Mais la cohabitation s'est vite éloignée de cette attente pour être perçue comme une situation de blocage ou de marchandages généralisés. Au début des années 2000, la cohabitation a donc eu "mauvaise presse". Avec les actuels excès d'un pouvoir aux mains d'un seul et même parti, reprend corps le sentiment qu'une union nationale pourrait à la fois modérer les excès et permettre d'avancer.

En réalité, si l'union nationale existe déjà dans la vie politique française, c'est d'abord l'union du refus. Là il s'agirait de passer à une union pour affronter le futur. C'est une autre perspective.

Deux catégories d'unions doivent être distinguées :
- L'union-unanimité,
- L'union-contrat.

Le premier cas paraît difficilement concevable en dehors de périodes de crises particulièrement graves.

En revanche, l'union-contrat peut trouver des applications modernes intéressantes en "période ordinaire".

De quoi est-il alors question ?

L'union n'abolit pas les différences. Mais ces différences deviennent compatibles avec un contrat commun.

Ce contrat commun est alors supposé neutraliser des comportements qui "gênent" la vie politique à l'exemple des comportements suivants :
- les partis politiques campent sur des positions historiques déconnectées des enjeux modernes,
- ils utilisent des affrontements à des fins purement électorales et oublient leur fonction de pédagogie démocratique,
- ils poussent à l'intolérance et aux divisions parfois artificielles.

Bref, derrière cette approche d'union-contrat, il y a le sentiment que les partis politiques doivent cesser de ne penser qu'à la victoire ou à la revanche électorale pour s'occuper davantage du pays, de ses vrais défis, de l'avenir.

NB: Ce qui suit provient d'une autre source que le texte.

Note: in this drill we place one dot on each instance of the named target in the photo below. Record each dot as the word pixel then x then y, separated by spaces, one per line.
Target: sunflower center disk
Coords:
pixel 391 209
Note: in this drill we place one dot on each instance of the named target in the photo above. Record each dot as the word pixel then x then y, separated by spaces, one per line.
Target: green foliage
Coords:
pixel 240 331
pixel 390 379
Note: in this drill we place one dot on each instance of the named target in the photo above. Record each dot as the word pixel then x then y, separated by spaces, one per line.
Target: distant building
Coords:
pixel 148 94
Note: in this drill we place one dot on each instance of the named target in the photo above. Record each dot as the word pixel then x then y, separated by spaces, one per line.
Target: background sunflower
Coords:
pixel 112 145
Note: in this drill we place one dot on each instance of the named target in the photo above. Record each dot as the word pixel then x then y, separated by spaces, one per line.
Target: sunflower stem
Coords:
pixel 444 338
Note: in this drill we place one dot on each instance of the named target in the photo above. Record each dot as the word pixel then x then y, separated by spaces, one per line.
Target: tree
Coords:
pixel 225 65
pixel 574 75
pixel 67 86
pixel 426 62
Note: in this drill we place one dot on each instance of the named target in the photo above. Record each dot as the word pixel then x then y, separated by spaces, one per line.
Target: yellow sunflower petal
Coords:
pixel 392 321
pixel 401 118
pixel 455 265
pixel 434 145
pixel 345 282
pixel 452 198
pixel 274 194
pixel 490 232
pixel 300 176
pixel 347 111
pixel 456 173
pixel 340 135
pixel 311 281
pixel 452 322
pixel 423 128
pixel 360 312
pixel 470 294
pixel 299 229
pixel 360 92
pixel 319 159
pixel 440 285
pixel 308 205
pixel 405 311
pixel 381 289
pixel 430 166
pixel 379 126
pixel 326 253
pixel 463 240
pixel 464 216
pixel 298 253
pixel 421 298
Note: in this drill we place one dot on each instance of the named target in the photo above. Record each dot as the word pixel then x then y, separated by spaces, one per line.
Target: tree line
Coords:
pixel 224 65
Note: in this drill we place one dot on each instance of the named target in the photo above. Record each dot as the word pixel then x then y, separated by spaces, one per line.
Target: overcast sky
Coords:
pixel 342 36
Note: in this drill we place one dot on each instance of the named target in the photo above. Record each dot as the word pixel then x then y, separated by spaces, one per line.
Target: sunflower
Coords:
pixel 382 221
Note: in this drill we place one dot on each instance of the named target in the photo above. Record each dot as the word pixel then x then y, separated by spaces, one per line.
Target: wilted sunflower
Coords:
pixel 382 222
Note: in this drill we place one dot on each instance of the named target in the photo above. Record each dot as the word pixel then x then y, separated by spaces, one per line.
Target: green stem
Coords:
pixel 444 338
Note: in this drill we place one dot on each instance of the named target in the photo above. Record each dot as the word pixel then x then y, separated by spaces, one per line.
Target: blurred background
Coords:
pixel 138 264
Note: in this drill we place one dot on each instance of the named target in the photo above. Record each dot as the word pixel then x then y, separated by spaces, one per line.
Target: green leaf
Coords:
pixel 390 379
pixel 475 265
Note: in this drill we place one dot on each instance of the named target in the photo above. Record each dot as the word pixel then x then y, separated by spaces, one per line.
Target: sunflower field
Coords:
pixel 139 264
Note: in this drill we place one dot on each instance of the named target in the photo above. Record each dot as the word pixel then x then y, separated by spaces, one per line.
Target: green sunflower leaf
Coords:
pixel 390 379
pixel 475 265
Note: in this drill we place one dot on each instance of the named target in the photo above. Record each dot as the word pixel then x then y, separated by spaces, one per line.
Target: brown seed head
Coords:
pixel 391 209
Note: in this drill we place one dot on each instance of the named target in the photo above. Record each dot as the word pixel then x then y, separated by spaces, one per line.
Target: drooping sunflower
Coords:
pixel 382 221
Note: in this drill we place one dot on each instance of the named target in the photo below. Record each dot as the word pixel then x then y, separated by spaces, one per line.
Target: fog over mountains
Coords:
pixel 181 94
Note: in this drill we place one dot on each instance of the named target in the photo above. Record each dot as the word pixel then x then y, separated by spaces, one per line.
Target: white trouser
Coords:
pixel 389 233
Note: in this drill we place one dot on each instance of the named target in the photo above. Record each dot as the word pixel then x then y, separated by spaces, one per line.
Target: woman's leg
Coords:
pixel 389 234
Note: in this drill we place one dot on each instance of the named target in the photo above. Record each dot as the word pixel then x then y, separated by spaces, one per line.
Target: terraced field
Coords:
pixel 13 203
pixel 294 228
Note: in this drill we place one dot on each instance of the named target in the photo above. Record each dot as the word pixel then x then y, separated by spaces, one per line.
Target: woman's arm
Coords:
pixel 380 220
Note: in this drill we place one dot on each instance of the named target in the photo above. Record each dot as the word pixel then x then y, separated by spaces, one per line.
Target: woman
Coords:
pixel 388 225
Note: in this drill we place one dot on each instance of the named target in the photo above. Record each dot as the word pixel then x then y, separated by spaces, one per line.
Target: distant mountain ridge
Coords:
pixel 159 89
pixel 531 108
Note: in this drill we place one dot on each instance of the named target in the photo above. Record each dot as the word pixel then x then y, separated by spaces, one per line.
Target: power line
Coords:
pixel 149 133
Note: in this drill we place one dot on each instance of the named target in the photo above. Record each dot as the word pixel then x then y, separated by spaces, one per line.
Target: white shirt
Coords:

Des pays voisins ont beaucoup progressé dans cette voie. La Grande Bretagne pour lutter contre des formes de séparatismes. Plus dernièrement, l'Allemagne pour sortir d'une crise politique durable liée à la difficulté de dégager une majorité franche.

La France est peu habituée à cette approche. Sa vie politique est peu tolérante. Le réflexe contestataire est très vif. Les corps intermédiaires sont des défenseurs traditionnels de la sécurité et des acquis.
Les cyniques disent volontiers que le monde moderne c'est l'affrontement permanent des imbéciles organisés contre les intelligents inorganisés. Est-il impossible aux "intelligents" de s'organiser ?

Avant toute perspective d'union nationale doit intervenir comme étape préalable la dédramatisation des enjeux électoraux.
Deuxième étape, la vie politique doit être vécue comme un ensemble de réponses pratiques à mettre en ?uvre et non pas comme des enjeux théoriques permanents.

Si la dédramatisation et l'apport en réponses pratiques gagnent du terrain, ils préparent alors une possibilité d'union nationale.

Tant que ces deux étapes ne sont pas franchies, l'union nationale semble lointaine.

Il est certain que la présente période s'apparente de plus en plus à l'agonie d'un déséquilibre institutionnel. Mais de là à imaginer que, même dans des circonstances difficiles, le pays se préparerait véritablement à une union nationale, il y a une large marge.

Ce qui est certain c'est que les exigences de réformes imposent une nouvelle approche pour éviter le blocage permanent du jeu social.

La prochaine présidentielle aura pour enjeu important la redéfinition d'un nouveau vouloir-vivre ensemble. La réponse des français sera lourde de conséquences.